The first all-electric group in Middleton were Deke Bonner and the Tremors, formed in 1959 by Len Dyson. The name came from the Johnny Kidd and the Pirates song, ‘Shakin’ All Over’ (Johnny Kidd was killed in a car accident on 8 October 1966 when the Ford Cortina he was travelling in collided with a Mini on Bury New Road, Radcliffe.
With Len was vocalist Colin Smithies, bass player Tony Cook (Nick Duval) and Charlie Sidebottom on the drums. The group rehearsed at Middleton Cycling Club, behind the New Inn.
The Tremors did cover versions of popular rock and roll artist of the day, but without the individual stamp of a good lead guitarist the group lacked the punch needed to grab an audiences attention. John Dean, a close friend of Len’s, introduced them to Peter Cowap, who turned up with his friend Neil Gibbons. Peter was certainly interested in joining the band but made a proviso that Neil (a saxophonist) would have to be included in the deal.

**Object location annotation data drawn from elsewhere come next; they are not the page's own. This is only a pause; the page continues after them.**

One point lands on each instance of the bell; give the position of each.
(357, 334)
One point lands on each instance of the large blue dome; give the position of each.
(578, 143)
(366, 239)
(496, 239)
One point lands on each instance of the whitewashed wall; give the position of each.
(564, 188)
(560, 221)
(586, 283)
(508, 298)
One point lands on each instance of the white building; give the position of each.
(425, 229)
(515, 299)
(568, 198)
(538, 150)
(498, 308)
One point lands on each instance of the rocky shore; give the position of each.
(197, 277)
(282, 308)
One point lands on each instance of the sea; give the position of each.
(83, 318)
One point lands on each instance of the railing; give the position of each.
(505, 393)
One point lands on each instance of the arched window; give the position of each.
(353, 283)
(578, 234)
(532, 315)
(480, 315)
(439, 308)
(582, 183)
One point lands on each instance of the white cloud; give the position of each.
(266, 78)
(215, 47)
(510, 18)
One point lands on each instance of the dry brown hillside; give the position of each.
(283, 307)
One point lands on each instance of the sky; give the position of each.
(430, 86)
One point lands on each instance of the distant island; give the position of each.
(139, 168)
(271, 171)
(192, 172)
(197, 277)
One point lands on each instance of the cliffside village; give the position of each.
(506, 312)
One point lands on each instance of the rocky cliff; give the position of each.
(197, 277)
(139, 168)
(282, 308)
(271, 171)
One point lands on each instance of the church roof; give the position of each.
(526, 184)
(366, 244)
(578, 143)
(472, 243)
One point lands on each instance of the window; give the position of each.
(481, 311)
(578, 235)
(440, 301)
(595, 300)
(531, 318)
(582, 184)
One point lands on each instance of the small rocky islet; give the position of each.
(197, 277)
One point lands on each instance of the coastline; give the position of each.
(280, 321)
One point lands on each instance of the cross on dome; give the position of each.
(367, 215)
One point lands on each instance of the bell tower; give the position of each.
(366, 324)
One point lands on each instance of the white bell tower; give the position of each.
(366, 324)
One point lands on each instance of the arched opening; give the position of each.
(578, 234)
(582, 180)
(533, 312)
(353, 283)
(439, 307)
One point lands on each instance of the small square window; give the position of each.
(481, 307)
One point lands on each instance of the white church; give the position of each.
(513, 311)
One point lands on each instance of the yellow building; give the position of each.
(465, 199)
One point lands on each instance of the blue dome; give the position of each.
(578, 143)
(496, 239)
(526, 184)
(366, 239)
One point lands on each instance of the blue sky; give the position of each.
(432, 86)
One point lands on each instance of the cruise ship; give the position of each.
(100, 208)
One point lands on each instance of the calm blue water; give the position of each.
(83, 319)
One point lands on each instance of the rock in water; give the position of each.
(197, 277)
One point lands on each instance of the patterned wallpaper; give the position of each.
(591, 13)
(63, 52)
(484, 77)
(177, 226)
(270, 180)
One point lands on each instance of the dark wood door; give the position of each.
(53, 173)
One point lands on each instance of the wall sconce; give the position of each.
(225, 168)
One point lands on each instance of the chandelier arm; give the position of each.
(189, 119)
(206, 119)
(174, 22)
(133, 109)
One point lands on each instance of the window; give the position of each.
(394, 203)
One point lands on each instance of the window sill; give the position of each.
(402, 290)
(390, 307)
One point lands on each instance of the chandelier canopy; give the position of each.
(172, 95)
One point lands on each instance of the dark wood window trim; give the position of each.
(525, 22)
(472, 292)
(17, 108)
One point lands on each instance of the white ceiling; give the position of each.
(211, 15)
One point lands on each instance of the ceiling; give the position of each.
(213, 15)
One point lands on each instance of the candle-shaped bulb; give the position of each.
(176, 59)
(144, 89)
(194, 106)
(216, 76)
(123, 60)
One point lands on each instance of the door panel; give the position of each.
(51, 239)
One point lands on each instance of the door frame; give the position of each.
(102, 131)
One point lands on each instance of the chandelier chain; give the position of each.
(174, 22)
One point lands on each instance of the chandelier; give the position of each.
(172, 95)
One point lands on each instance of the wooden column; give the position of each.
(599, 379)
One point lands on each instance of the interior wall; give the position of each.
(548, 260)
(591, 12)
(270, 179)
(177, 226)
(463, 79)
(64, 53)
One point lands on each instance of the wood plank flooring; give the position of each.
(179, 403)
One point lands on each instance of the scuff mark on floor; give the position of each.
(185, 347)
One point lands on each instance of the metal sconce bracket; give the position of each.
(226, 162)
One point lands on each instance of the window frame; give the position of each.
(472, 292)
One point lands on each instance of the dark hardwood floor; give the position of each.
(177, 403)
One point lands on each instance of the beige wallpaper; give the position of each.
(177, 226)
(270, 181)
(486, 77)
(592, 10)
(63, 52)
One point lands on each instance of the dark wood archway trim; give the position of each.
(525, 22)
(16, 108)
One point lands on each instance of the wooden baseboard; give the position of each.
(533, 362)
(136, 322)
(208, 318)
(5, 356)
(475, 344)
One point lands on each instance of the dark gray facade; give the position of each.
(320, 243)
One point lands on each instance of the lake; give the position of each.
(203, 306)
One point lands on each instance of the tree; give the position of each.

There was a measure of excitement in the room as the band watched Neil hook up his complex looking saxophone and, surprising as it may seem now, even Peter was filled with anticipation as he watched Nick Duval strap on the first electric bass guitar he had ever seen. The session that followed surprised everyone. The full-on rock and roll beat, with Peter’s attention to detail on the solos, driven by an over-saxed rhythm section convinced everyone they had the talent and a new sound that would make them a force to be reckoned with.
Lead singer Colin Smithies took the name Deke Bonner after seeing Elvis Presley’s second film, ‘Loving You’ in which Elvis played Deke Rivers, a young hillbilly singer.
John Dean became the Tremors’ manager and secured them bookings all over the northwest adding to their already growing success as a hard working rock and roll group. But like many groups over the years evolutional disparities played a large part in their break-up.